✍️ Tutorial: Data from NDA

Last updated: Jun 12, 2025

Database: National Data Archive at the United States National Institute of Health
Helpdesk Contact: ndahelp@mail.nih.gov

DARs

1) Have an eRA Profile

Make sure you have an eRA account. If you don’t have one, email the RBHS signing official, Gregory Werhner (gw266@research.rutgers.edu) to have one created for you
Ask your PI what institution they’re assigned to as a PI in NDA. Then put in your employment, making sure to select the same institution as they have.
1. For example, there are 2 versions of RBHS. “Rutgers Biomedical and Health Sciences”, and “Rutgers Biomedical/Health Sciences - RBHS”. There’s also “Rutgers, the State University of NJ” and others. Make sure to select the one that matches your PI
Change your contact email to your Rutgers email

2) Get Access to NDA

Create an NDA account (nda tutorial): Go to the NDA website: https://nda.nih.gov/. To create an account, click the “log in” button in the top right which will prompt a few “create account” options. Make sure to link to your eRA or login.gov which is listed with your institutional email
After/if you already have an account, go to “Profile” and make sure your institutional affiliation is the same as listed on your eRA account / your PI’s institutional affiliation.
1. If it’s not, email the helpdesk ndahelp@mail.nih.gov and ask it to be changed
  NOTE: It takes 48 hours for eRA institution changes to populate to NDA, so if you’ve just changed your eRA, wait to see if it populates to NDA.

3) Create a Data Access Request (DAR)

3.1) Request Access under a new Data Access Request (DAR) for an NDA dataset(s) you wish to use

If your PI doesn’t already have a DAR for the dataset you wish to use, you must request permissions. Additionally, if you wish to add or remove people from a DAR, you must submit a new DAR.

First, make sure your PI’s ‘Institutional affiliation’ is the same as yours
Have your PI go to Profile > Data Permissions > scroll down to the collection… > Request Access (PI must start a request to the data collection that holds the dataset you’re interested in)
Read the instructions carefully to fully understand the process and timeline.
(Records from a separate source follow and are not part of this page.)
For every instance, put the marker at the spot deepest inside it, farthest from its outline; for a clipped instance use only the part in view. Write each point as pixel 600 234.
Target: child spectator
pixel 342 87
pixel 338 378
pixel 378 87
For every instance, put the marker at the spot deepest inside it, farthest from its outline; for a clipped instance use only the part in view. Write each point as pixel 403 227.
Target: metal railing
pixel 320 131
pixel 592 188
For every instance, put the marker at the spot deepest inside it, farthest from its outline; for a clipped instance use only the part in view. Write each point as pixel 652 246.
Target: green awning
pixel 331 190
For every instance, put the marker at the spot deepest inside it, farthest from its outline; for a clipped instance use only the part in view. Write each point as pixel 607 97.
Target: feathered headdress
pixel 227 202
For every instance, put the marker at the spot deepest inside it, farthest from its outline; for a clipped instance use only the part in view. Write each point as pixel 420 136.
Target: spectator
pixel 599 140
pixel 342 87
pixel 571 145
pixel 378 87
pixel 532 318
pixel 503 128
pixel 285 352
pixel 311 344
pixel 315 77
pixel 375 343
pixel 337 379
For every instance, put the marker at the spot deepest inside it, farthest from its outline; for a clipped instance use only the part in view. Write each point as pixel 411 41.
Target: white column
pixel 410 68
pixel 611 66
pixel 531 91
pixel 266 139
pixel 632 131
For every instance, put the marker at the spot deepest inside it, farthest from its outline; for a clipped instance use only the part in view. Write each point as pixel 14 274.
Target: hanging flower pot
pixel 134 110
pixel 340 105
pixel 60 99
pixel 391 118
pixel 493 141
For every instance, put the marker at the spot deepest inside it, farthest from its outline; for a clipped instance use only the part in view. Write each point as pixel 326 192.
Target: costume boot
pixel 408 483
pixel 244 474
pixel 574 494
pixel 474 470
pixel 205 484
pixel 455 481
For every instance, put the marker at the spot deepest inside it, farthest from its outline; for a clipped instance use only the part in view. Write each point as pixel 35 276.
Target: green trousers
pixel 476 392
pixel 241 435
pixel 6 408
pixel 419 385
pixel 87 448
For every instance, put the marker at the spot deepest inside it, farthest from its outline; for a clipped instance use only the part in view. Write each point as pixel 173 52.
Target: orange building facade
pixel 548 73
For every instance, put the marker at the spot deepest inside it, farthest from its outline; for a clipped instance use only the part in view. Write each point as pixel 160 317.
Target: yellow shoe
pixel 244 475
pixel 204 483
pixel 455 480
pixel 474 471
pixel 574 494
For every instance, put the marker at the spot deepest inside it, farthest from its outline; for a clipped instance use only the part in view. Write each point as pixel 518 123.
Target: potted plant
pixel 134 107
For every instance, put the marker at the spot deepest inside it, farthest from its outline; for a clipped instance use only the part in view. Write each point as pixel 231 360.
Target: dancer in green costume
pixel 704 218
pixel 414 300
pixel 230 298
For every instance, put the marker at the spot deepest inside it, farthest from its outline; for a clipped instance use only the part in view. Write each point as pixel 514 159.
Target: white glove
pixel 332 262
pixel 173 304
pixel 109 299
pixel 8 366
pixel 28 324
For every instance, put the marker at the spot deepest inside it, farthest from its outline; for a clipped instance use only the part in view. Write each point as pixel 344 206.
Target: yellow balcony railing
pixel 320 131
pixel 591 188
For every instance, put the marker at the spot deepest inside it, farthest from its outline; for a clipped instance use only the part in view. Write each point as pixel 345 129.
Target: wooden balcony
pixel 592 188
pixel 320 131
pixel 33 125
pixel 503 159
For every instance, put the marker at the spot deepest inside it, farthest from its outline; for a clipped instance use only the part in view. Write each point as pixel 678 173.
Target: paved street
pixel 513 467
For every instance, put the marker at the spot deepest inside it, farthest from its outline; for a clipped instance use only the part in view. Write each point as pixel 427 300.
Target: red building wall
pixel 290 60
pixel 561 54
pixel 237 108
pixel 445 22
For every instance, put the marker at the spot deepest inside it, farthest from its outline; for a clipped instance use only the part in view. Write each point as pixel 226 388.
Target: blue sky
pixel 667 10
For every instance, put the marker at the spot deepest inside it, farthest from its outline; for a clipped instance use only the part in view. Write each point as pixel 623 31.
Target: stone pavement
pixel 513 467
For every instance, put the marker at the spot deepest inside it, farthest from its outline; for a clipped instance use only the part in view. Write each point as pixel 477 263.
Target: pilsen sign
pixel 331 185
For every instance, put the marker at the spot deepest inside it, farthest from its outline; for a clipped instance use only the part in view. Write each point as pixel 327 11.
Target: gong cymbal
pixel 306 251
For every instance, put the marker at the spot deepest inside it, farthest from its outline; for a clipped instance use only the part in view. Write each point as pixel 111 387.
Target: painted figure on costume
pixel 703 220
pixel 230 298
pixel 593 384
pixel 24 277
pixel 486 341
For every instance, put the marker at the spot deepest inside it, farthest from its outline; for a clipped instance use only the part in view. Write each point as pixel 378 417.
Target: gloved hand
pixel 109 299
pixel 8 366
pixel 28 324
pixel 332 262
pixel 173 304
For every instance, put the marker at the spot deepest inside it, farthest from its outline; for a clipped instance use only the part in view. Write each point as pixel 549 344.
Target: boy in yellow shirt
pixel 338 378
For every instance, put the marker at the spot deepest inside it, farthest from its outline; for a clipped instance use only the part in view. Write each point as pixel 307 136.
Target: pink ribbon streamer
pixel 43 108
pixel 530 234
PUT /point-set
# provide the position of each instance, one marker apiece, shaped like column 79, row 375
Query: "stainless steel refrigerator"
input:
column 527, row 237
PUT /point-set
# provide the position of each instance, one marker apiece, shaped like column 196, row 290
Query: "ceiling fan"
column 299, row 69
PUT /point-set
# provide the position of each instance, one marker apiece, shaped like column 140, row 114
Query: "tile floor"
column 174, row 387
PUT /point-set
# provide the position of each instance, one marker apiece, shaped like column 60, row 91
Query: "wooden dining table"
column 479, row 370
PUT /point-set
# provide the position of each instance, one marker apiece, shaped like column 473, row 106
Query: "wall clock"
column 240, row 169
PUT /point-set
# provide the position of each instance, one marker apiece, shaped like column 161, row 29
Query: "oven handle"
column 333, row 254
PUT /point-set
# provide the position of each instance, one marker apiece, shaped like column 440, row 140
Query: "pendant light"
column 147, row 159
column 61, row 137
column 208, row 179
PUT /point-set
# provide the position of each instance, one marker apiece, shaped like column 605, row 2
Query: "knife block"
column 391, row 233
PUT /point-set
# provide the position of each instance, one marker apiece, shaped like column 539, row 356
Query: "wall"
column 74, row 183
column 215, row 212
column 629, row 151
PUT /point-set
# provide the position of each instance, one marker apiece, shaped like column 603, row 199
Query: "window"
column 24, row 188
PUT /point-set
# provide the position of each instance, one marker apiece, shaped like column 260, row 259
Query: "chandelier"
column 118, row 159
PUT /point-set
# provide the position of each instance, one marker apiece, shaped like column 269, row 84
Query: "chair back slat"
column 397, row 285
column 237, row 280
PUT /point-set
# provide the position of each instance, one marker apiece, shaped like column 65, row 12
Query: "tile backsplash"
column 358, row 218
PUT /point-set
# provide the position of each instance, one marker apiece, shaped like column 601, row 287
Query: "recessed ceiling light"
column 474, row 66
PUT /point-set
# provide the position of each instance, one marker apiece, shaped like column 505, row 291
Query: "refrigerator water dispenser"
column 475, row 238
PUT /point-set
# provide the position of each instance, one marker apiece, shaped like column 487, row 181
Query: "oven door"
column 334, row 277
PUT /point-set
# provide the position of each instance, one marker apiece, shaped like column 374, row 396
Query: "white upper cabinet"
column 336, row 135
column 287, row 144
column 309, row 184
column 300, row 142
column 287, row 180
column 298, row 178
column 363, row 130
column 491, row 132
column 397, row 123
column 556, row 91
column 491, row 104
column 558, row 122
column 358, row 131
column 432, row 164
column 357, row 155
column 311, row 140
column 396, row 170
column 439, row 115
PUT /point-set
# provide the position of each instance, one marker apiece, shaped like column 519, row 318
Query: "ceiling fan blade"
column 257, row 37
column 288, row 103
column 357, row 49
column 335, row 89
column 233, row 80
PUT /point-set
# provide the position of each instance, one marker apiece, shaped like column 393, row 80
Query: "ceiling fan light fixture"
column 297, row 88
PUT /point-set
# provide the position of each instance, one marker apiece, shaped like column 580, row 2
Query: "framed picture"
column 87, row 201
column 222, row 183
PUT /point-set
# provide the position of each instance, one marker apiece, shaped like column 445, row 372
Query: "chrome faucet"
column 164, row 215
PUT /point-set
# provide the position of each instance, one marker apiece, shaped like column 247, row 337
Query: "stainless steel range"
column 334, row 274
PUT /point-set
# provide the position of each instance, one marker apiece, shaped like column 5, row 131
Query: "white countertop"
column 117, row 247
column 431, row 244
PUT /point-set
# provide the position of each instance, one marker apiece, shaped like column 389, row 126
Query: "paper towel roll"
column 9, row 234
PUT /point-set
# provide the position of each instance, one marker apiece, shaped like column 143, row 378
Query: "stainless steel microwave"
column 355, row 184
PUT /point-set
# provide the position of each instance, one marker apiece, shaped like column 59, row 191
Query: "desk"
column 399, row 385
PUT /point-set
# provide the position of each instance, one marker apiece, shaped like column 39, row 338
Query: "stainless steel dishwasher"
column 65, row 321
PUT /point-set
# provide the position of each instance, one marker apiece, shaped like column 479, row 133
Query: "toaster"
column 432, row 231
Make sure you have selected the correct institutional sponsorship, then click ‘Start Request’ to begin your application.
Fill project specific fields— example responses:
1. Name of Project: “Psychiatric connectomes”
  1. Not important, doesn’t have to match anywhere else
2. Research purpose: “Our research is looking at the relationship between biological biomarkers, such as MRI and fMRI, and behavioral markers such as clinical phenotypes and task-behavior. “
Fill in the other two fields— USE THIS LANGUAGE for these questions:
Data access plan: “The data will be stored on a secure server, in a password protected partition on the Rutgers University Amarel computing cluster. The folder will only be accessible by those listed in this DUA.”
Plan for deletion: “All data that has been downloaded from this dataset will be deleted from all our local or cloud-based machines when research is completed, or this DUC is expired, whichever comes first.“
Then add everyone who will access the data. On this page, make sure to add all individuals who will access, use, or analyze the data, regardless of their position title, or role in data usage. This includes any IT staff responsible for cleaning or managing the data.
1. If the person has an NDA account: but you don’t see them on the list of “Known affiliated user” you have to ask them to follow steps 1.1.-1.3.
  1. Make sure to select the email associated with your collaborator’s NDA account. Don’t press ‘add new user’ unless your collaborator doesn’t have an NDA account already
For “Signing Official”, select Chrissa Pappannoiu **cp847@ored.rutgers.edu
1. They will log into NDA to sign your eDAR.
2. Email Signing official:
  “Hi Chrissa, I’m a researcher in the Holmes Lab, PI: Avram Holmes, and we’re applying for access to the NDA dataset [Enter dataset name]. The Data Access Request is within NDA for your signature. Thanks so much and please let me know if you have any questions.”
Review the details of your eDAR to ensure everything is correct and click ‘Next’ to proceed.
After reading the Terms and Conditions, check the boxes to certify your agreement, then click ‘Confirm’ to complete the process.
Wait to get granted access (~10 business days)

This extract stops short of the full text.